早野龍五教授2008年度仁科記念賞受賞

小沢 恭一郎(物理学専攻 講師)

早野龍五教授

仁科記念賞は、故仁科芳雄博士の功績を記念し原子物理学と深い関連のある研究において優れた業績をあげた研究者を表彰することを目的とした歴史ある賞です。本学理学部の関係者でも、小柴昌俊特別栄誉教授、有馬朗人元総長、山崎敏光名誉教授等が受賞されています。

早野教授は、π中間子原子や反陽子原子など自然界には存在しない奇妙な原子を作り、その精密測定を行うことで新しい物理を切り拓いてきました。中でも反陽子ヘリウム原子の研究は、粒子・反粒子対称性(CPT 対称性)を高精度に検証できる実験として世界の注目を集めています。
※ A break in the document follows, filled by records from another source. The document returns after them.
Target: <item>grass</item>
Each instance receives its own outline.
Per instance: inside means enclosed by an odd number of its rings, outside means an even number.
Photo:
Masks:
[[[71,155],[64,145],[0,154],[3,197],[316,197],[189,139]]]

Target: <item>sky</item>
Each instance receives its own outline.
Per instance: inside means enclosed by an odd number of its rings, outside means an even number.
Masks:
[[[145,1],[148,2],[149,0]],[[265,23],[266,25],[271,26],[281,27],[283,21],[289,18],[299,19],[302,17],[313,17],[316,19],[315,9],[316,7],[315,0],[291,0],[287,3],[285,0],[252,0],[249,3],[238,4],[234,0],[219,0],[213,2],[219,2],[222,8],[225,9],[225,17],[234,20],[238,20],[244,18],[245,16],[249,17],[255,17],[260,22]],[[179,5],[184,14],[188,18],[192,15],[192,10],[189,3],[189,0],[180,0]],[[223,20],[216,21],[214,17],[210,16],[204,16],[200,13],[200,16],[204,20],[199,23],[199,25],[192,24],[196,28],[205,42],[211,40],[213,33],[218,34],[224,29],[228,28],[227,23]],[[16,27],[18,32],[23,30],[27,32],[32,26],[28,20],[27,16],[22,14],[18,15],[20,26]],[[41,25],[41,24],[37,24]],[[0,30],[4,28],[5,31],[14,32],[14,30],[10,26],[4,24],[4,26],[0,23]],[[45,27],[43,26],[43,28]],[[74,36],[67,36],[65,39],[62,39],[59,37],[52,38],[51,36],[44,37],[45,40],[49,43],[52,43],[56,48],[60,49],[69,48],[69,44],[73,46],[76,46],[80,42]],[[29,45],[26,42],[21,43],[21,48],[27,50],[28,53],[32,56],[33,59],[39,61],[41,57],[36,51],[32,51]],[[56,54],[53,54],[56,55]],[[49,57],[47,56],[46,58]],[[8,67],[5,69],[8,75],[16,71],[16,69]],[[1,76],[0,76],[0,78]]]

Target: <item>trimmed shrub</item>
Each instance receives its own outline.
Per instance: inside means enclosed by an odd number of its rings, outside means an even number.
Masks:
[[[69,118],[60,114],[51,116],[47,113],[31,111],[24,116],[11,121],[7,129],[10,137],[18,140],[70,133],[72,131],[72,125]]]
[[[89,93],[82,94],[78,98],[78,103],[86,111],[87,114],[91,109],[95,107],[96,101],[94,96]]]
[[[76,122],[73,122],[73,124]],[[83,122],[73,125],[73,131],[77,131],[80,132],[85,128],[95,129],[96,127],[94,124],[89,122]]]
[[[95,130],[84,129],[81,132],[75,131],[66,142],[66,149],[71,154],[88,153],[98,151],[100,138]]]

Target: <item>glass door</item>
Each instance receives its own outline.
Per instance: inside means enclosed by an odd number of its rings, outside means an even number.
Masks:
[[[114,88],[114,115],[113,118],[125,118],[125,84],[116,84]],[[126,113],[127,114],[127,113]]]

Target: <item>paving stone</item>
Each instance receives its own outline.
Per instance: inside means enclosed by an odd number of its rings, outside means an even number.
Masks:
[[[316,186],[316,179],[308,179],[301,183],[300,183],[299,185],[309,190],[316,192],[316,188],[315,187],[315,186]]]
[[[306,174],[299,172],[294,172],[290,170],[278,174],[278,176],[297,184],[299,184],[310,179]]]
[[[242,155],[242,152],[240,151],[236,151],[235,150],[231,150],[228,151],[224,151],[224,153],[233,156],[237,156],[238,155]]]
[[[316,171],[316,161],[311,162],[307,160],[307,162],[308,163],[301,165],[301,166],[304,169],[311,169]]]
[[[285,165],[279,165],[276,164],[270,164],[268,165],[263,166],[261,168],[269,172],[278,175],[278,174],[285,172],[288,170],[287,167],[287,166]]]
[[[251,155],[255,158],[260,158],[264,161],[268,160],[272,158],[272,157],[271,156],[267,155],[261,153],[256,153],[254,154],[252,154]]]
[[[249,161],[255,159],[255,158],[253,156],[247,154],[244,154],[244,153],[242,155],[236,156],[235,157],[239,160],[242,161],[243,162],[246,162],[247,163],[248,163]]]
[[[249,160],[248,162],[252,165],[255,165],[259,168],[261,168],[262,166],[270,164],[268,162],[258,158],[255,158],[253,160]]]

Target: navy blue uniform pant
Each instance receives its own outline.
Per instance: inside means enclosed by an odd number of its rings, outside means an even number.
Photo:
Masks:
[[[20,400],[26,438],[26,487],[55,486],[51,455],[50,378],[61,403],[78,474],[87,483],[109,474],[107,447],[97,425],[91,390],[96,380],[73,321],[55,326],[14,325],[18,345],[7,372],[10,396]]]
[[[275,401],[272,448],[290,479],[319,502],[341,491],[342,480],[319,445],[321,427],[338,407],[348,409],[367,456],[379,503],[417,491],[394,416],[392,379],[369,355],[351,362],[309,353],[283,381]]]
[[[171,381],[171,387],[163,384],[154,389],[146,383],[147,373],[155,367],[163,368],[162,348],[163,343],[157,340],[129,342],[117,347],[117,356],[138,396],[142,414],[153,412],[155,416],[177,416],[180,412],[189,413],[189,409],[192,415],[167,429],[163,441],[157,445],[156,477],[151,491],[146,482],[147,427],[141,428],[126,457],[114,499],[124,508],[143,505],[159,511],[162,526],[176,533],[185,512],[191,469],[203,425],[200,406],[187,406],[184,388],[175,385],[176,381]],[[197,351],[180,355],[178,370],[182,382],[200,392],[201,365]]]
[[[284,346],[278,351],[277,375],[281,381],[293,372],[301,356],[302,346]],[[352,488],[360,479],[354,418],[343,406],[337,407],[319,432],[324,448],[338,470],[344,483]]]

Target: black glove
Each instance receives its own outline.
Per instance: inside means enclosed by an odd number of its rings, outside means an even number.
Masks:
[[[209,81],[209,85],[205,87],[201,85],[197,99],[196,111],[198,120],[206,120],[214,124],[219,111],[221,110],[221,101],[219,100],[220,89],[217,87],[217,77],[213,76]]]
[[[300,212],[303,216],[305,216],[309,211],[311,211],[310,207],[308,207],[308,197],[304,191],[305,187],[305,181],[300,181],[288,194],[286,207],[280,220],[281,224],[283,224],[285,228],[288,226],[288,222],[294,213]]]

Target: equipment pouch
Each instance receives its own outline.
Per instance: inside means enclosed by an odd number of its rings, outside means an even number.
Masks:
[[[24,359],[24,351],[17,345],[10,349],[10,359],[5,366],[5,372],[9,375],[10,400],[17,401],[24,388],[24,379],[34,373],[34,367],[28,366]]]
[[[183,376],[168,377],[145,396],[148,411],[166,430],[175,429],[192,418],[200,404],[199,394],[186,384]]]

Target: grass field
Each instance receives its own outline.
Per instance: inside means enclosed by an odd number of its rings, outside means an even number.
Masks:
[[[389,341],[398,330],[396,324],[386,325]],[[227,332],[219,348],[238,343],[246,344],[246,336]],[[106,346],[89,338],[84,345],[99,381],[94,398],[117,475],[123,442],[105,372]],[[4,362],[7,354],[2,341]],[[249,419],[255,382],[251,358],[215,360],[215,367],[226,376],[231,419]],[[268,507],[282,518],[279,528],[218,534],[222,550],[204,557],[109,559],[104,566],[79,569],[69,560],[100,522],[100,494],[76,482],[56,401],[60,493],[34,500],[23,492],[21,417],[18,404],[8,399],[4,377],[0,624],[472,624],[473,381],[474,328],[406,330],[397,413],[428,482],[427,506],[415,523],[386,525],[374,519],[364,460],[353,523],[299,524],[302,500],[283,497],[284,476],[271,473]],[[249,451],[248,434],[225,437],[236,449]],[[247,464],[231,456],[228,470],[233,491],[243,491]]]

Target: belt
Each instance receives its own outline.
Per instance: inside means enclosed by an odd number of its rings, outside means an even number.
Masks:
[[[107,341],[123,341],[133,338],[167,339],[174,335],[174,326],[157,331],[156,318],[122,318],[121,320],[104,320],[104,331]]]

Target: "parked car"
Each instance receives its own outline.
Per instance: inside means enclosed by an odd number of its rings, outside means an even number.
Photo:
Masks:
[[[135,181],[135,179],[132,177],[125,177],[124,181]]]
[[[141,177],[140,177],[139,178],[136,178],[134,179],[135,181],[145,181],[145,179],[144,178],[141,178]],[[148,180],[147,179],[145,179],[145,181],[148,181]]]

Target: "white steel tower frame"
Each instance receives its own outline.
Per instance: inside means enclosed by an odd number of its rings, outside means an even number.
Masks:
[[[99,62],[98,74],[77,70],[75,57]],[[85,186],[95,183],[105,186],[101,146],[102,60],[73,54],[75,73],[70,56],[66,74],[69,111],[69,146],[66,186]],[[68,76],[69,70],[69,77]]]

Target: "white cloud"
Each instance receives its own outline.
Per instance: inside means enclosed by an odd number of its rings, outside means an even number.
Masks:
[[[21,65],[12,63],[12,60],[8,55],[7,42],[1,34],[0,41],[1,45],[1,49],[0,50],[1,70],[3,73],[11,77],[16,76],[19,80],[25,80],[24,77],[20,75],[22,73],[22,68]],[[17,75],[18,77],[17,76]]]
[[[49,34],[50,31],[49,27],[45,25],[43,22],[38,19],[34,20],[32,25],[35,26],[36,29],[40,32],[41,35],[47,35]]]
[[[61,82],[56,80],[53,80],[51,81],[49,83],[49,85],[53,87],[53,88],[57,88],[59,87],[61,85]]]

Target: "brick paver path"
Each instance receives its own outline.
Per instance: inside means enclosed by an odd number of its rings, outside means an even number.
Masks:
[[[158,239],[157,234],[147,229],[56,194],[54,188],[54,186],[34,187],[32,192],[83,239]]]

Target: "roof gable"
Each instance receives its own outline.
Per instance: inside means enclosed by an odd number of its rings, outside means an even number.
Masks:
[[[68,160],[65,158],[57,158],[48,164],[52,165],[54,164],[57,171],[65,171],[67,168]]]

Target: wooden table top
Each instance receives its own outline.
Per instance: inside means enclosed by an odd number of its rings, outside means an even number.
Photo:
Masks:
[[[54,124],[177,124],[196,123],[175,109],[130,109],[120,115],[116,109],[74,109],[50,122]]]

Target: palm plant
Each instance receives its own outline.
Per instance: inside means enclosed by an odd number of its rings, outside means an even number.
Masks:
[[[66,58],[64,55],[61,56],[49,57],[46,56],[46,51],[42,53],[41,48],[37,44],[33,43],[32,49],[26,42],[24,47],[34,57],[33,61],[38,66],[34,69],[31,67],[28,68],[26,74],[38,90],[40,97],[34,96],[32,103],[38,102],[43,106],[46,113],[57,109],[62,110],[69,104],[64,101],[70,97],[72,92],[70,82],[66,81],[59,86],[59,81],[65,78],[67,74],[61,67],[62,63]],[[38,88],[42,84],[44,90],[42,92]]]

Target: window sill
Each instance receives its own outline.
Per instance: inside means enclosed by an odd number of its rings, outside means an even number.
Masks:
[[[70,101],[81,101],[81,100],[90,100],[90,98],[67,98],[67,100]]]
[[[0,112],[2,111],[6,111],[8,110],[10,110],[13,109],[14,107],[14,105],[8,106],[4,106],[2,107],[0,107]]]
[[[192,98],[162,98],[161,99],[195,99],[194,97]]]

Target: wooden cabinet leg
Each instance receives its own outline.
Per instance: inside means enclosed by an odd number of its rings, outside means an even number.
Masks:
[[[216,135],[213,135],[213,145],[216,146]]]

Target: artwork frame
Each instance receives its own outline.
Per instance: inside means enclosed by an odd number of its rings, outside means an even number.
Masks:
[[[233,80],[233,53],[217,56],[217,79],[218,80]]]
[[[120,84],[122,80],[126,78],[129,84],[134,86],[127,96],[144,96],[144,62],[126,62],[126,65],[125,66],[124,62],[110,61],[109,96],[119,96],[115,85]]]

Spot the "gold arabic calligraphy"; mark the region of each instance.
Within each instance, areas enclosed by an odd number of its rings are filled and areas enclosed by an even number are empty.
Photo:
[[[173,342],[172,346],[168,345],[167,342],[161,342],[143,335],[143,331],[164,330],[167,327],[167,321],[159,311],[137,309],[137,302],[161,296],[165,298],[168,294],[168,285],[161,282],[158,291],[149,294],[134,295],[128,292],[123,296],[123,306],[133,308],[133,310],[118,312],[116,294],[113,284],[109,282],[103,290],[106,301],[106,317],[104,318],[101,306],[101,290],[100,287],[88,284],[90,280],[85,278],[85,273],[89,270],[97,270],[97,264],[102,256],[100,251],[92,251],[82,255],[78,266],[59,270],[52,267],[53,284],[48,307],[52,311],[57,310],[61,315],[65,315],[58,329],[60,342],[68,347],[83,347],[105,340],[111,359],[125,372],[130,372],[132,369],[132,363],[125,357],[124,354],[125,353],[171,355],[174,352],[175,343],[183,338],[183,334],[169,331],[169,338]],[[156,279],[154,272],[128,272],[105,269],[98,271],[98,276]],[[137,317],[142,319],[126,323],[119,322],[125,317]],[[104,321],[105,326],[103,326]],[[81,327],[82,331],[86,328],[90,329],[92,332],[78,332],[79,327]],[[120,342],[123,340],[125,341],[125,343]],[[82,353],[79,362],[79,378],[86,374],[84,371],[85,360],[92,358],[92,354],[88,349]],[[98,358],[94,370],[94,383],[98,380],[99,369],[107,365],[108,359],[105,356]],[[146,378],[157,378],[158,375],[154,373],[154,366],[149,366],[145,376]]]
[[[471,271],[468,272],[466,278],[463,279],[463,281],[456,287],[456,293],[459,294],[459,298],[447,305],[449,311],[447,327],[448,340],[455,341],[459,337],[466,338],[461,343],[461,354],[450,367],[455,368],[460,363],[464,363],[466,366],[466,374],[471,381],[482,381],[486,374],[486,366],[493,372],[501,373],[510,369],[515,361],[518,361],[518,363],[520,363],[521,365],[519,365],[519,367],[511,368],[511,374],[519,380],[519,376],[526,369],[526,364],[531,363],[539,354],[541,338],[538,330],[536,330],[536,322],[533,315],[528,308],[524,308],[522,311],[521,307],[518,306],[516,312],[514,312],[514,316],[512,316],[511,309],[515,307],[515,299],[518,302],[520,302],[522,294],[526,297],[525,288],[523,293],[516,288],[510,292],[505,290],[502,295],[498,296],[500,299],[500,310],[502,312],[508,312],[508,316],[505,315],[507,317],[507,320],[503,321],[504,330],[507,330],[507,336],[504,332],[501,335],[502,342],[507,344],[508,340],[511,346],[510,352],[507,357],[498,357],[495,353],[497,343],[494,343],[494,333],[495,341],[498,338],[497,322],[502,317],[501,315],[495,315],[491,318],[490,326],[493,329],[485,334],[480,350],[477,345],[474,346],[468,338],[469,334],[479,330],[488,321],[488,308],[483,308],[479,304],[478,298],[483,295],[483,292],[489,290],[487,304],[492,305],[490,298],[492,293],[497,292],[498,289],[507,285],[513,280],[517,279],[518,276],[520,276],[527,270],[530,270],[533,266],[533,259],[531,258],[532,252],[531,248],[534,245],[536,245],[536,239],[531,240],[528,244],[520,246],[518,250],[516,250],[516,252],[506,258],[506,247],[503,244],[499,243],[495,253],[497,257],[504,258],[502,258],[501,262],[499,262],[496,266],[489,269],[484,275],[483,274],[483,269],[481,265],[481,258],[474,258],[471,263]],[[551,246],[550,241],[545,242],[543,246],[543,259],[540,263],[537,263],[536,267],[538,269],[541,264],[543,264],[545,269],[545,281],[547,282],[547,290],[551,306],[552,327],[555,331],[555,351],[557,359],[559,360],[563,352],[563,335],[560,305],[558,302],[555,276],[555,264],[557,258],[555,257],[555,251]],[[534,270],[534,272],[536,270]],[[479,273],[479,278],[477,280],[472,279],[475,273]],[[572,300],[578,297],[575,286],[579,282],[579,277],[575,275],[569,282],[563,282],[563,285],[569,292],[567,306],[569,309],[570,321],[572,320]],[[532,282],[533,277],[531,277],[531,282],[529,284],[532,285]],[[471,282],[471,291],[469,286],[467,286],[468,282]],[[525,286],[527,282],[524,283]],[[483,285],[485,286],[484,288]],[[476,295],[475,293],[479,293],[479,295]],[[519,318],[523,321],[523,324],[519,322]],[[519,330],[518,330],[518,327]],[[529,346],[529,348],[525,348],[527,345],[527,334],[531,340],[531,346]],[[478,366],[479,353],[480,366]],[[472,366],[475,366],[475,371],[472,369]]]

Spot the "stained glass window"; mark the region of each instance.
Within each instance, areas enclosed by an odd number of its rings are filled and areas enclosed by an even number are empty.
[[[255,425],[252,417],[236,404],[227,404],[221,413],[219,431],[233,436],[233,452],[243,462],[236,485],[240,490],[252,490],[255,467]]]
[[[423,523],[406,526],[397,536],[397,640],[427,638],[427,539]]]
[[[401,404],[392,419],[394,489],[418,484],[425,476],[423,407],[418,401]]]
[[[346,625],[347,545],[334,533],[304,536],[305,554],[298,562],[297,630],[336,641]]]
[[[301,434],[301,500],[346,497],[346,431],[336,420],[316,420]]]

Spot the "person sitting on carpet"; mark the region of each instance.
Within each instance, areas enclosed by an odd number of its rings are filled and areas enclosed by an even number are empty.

反陽子ヘリウム原子は、早野教授によりKEKで発見され1993 年にはCERN 研究所においてそのレーザー分光手法が早野教授により確立されました。さらに2000 年から稼働した反陽子減速器施設において、早野教授が率いるASACUSA(浅草)実験グループは、高精度パルスレーザーなどの最新鋭装置の開発・導入を次々と行い、反陽子と電子の質量比を10−9の相対精度で決定することに成功しました。

科学技術委員会(CODATA)による基礎物理定数の最新版では、この結果がリュドベリ定数や陽子・電子質量比の決定に貢献していることが明記されています。これは日本の研究成果が基礎物理定数決定に寄与した希有な例といえます。